I liked the concept of the Twig people, the sound of wood snapping as they twitched around, the vacant stare when they were under command and the visual of their broken body on the floor, twigs poking out of their clothes. The vibe was right. Sinister. In and around the cellar, and evil swirled inside the boarding house like a breeze, making me fear for Tasha the moment she stepped in.
Tasha Banes
I loved the opening scene with Tasha Banes. Her little seance on the carpet of her room and the glow in her eyes that matched the glow of her pendent. Purple, like the doll in the stairs and like the owner’s ring. The suspense was unbearable as she walked into the night, following the light that led to her death. She is one of those characters I fall in love with at first sight and I was not ready to lose her. When she touched the door to the underground cellar, I was already in mourning. The viewers were in on the secret that the Tasha who welcomed the Winchester-Banes quartet at the house was not the genuine article, and the moment Tasha 2.0 said that she found “a fantastic acupuncturist”, a reference to the way Tasha died, felt like a wink to the audience.
Max and Alicia Banes
We met Max and Alicia at their father’s funeral. I didn’t really take to them during the “Celebrating Asa…” episode, especially Max, but all that changed in “Twigs…”. I grew attached to Alicia and mourned her passing. Max dazzled me and then made his way into my heart. He certainly had the gift, like his sister said. “An impressive witch.” The way he threw the Twig man out the window, forced Twig Tasha to reveal herself… I can only imagine what he will able to do with the old witch’s magic but I’m struck by the tragedy that has become of his life. Fun-loving young man now marked for Hell, embarking on this macabre new existence with a sister who’s now made out of twigs. This brings me to the parallels and themes I mentioned in the intro. They go as follow: dolls, siblings, mother and child, parents, and finally, mothers.

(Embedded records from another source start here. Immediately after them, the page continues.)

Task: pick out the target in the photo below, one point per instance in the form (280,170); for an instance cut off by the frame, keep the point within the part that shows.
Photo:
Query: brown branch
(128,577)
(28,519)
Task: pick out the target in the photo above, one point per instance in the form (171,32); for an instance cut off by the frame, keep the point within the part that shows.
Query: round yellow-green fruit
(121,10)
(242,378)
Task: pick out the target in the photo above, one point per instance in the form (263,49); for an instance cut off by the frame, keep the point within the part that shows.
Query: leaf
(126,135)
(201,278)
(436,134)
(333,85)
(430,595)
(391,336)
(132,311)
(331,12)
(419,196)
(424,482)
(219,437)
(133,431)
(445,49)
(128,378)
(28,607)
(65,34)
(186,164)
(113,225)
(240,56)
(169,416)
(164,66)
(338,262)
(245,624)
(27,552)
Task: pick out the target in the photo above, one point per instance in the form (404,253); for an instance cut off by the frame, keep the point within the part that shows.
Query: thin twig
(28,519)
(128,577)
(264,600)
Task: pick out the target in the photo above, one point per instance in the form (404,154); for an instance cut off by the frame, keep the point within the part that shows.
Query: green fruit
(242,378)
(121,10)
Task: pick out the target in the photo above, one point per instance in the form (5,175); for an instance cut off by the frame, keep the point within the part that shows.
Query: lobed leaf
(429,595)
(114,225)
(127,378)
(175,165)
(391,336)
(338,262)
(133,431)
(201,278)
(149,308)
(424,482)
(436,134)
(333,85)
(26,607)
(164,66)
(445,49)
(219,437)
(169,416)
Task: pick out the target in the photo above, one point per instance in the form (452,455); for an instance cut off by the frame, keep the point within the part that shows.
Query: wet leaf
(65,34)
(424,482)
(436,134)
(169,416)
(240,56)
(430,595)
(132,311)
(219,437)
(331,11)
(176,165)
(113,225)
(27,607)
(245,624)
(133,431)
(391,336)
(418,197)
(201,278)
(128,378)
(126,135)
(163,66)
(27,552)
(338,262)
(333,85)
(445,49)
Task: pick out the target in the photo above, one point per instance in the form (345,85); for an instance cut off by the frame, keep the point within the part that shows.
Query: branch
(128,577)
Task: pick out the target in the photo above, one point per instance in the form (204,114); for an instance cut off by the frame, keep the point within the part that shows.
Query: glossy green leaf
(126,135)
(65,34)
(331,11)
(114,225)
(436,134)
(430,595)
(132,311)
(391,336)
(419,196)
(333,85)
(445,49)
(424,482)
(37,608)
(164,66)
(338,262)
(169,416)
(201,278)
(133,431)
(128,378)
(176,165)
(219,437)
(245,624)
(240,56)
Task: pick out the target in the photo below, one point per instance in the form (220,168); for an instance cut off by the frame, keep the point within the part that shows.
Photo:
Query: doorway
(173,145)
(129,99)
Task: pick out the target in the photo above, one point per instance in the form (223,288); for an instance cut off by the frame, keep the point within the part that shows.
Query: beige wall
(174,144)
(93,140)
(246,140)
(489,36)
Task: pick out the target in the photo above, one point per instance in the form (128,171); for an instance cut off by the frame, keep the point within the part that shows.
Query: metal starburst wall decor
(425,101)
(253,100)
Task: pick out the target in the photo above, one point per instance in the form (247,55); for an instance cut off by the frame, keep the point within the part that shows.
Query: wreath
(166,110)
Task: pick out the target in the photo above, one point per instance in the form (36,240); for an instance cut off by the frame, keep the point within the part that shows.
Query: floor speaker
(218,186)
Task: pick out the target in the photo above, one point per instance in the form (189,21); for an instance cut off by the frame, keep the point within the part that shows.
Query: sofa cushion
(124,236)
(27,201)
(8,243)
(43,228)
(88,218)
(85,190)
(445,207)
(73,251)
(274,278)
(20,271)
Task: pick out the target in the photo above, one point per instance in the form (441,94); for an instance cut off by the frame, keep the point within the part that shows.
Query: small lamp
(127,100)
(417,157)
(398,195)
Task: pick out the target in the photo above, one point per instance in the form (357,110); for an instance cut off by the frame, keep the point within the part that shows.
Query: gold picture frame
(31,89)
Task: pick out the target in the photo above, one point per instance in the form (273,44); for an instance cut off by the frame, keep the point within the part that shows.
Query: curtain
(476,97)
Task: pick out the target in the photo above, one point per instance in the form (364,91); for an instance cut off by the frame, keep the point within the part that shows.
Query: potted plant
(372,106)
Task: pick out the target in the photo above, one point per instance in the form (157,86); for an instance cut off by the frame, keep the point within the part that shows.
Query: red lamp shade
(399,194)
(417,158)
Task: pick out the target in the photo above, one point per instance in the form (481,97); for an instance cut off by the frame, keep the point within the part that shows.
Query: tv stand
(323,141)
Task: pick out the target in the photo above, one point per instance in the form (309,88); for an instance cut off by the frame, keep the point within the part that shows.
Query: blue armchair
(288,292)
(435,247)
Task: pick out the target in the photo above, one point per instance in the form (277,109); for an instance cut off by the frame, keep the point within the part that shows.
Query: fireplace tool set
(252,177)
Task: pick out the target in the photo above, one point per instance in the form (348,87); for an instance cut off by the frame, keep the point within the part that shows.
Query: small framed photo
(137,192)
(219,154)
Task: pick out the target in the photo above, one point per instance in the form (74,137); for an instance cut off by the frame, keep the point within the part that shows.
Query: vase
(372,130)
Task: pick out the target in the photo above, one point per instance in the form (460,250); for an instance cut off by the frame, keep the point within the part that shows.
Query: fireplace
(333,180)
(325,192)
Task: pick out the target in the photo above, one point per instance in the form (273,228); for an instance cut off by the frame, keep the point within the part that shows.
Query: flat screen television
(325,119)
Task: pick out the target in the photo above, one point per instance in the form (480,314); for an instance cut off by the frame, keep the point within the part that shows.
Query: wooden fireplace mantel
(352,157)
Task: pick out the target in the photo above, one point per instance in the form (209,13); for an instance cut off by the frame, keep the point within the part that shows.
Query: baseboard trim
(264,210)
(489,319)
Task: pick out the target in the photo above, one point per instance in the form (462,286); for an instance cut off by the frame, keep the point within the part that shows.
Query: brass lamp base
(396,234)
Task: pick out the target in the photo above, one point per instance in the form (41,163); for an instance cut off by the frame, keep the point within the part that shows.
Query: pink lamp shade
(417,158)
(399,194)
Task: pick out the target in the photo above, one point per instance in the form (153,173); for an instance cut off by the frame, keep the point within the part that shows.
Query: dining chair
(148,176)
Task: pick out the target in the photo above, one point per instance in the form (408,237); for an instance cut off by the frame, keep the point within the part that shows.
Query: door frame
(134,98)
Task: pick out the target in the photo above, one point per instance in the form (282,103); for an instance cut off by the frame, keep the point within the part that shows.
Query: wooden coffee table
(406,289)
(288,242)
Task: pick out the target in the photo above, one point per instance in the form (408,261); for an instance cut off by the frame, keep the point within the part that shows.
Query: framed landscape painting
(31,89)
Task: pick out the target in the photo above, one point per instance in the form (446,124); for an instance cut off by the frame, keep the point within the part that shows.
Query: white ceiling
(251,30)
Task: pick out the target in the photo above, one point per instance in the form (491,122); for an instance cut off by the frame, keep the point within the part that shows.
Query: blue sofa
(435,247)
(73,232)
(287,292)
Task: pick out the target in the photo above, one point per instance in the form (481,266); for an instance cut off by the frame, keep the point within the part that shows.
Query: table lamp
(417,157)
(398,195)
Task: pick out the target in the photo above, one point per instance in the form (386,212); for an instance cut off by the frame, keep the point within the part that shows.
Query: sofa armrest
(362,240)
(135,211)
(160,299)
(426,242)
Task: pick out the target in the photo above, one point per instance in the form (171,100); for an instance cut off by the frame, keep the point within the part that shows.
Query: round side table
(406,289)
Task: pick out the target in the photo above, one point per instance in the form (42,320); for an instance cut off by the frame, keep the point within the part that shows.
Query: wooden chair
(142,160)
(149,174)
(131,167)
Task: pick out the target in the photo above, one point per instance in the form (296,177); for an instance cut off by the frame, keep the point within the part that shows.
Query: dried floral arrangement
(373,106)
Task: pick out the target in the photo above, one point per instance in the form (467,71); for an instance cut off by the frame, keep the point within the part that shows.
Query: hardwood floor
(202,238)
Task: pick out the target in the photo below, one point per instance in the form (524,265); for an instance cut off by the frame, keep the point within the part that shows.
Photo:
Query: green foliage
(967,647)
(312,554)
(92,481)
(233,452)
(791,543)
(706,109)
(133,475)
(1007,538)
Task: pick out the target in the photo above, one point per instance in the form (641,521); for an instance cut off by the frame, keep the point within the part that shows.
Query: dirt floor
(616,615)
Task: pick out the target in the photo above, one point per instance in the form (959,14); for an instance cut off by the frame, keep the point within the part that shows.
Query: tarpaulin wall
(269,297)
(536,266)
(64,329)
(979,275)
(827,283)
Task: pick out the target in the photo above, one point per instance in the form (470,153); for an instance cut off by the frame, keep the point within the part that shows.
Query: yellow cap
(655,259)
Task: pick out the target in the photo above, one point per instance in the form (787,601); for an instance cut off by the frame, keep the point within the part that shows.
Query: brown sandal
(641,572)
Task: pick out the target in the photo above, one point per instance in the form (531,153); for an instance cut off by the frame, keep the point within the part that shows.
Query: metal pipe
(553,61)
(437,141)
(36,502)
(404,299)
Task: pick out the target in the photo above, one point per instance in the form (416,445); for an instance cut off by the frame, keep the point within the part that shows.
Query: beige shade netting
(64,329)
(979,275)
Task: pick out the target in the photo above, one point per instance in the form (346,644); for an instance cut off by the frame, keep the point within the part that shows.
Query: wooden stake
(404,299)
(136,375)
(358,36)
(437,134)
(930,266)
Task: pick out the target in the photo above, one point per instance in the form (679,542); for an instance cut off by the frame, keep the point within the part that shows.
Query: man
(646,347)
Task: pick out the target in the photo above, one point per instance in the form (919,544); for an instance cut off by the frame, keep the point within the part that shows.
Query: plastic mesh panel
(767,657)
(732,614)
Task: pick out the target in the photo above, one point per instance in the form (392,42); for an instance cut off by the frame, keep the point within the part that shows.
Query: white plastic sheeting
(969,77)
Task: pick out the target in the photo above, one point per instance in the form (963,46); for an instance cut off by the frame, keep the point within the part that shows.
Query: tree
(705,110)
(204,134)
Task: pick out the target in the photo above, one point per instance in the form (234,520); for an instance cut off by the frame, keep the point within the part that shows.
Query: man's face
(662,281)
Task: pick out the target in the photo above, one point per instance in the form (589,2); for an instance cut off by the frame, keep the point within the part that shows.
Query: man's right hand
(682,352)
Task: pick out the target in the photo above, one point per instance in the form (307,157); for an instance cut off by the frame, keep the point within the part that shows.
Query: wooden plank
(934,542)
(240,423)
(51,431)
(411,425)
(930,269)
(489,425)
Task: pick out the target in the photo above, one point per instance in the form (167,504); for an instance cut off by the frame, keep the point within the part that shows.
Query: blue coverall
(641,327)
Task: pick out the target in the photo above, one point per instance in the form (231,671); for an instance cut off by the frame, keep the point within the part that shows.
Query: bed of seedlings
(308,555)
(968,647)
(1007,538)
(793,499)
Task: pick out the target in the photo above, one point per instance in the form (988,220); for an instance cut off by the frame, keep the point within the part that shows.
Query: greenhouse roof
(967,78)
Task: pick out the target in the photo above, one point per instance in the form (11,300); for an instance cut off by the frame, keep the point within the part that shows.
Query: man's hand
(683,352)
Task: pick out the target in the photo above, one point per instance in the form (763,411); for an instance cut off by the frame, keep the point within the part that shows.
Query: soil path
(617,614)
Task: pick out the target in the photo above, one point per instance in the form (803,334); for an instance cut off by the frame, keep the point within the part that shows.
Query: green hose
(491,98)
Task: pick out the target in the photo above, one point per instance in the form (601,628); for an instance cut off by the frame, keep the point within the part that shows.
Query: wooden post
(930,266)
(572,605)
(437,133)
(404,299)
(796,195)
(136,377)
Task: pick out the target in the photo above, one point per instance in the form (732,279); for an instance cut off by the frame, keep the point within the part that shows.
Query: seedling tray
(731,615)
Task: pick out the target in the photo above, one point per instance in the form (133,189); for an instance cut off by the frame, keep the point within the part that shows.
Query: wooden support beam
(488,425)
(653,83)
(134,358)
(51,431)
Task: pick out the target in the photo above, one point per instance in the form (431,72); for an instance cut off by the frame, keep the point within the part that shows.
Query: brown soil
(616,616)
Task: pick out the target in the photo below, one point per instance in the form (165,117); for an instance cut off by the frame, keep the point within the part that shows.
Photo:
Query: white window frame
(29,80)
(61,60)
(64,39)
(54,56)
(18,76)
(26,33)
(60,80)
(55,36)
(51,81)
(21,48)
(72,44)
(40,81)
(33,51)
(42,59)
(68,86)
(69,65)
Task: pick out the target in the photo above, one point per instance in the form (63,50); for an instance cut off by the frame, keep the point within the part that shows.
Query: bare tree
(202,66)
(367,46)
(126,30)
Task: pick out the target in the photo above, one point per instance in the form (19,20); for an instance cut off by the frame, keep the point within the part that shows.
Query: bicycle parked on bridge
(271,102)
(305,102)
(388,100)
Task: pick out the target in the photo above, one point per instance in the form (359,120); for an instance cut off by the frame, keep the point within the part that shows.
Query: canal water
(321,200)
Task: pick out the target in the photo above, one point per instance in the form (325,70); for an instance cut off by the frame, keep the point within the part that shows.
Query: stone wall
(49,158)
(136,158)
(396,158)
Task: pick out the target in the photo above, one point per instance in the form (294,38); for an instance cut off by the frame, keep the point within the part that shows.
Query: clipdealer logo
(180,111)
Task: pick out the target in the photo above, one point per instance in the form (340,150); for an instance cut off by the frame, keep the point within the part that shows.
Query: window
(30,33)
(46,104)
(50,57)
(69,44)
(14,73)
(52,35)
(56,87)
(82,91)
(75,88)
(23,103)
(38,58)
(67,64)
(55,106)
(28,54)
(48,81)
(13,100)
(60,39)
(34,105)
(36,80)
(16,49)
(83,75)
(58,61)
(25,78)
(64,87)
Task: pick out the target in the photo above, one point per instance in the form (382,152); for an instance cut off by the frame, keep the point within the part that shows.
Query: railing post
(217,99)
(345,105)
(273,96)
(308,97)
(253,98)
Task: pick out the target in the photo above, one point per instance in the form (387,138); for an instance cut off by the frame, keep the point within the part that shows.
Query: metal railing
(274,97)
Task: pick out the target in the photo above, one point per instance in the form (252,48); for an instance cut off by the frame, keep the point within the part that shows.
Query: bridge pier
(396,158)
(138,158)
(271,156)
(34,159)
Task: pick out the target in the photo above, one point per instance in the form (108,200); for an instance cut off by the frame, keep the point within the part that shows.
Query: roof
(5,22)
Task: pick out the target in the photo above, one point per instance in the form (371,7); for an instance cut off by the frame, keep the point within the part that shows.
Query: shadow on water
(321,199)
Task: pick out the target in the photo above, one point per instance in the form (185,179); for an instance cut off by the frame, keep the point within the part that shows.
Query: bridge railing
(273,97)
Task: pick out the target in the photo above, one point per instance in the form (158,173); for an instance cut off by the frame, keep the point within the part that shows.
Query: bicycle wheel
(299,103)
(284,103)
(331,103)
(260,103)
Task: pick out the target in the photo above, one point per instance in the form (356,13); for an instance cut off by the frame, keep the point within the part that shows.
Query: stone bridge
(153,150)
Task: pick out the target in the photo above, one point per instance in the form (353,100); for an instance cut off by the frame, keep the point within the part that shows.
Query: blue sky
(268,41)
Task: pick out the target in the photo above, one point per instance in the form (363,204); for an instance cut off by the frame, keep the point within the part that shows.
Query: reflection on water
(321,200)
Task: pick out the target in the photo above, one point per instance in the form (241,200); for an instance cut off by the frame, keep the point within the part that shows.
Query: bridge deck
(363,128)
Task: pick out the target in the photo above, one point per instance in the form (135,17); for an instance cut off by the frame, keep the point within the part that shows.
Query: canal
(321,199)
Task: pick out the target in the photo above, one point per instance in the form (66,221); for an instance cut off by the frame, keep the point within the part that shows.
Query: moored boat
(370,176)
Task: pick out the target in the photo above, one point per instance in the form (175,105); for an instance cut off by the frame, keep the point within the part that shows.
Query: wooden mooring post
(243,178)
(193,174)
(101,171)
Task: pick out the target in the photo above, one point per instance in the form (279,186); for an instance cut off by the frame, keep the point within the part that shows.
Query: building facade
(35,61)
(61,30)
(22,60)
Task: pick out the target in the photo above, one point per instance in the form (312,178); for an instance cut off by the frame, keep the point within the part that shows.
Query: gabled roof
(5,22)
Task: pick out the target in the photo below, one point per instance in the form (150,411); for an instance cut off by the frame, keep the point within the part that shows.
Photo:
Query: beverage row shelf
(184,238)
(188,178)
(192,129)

The dolls and sock-puppets
I identified that one theme being explored this season was brainwashing. I called Mary a Kool-Aid drinking cult member all the way back to “The Raid”, and then “Ladies Drink Free” showed us just how much brainwashing was involved in the BMOL operatives’ training.
The theme of loss of free will resurfaces when Dean describes what the nephilim did to Castiel: “It sock-puppeted him.” As one who hopes Lucifer Jr. is evil, I would love to see the brainwashing/sock-puppet theme play out as it is revealed in the end that Luci Jr. was only tricking his guardians to make sure he could come to life with all his evil, universe destroying powers intact.
“It’s her, mostly.”[/i]
The sock-puppet theme continues with the Twig dolls which by their nature are meant to obey their master. My heart breaks for Alicia and for what she leaves behind even if she didn’t consent to it: her heart placed in doll animated by her brother Max. I feel for her, the real girl, especially because she was opinionated, had a mind of her own and didn’t back down from a fight with her twin.
[i]“I don’t know what kind of thing you are, but you are not, my mom.”
I’m writing this fic in my head of Max driven mad by how docile Twig Alicia is, this sock-puppet version of his sister with none of Alicia’s fire, who goes vacant in the eyes and awaits his instructions when he inadvertently snaps his fingers and whom he can barely get to argue with him anymore.
Ketch also showed his inner puppeteer this episode when he asked Mary to be a good doll and just “play, nice.”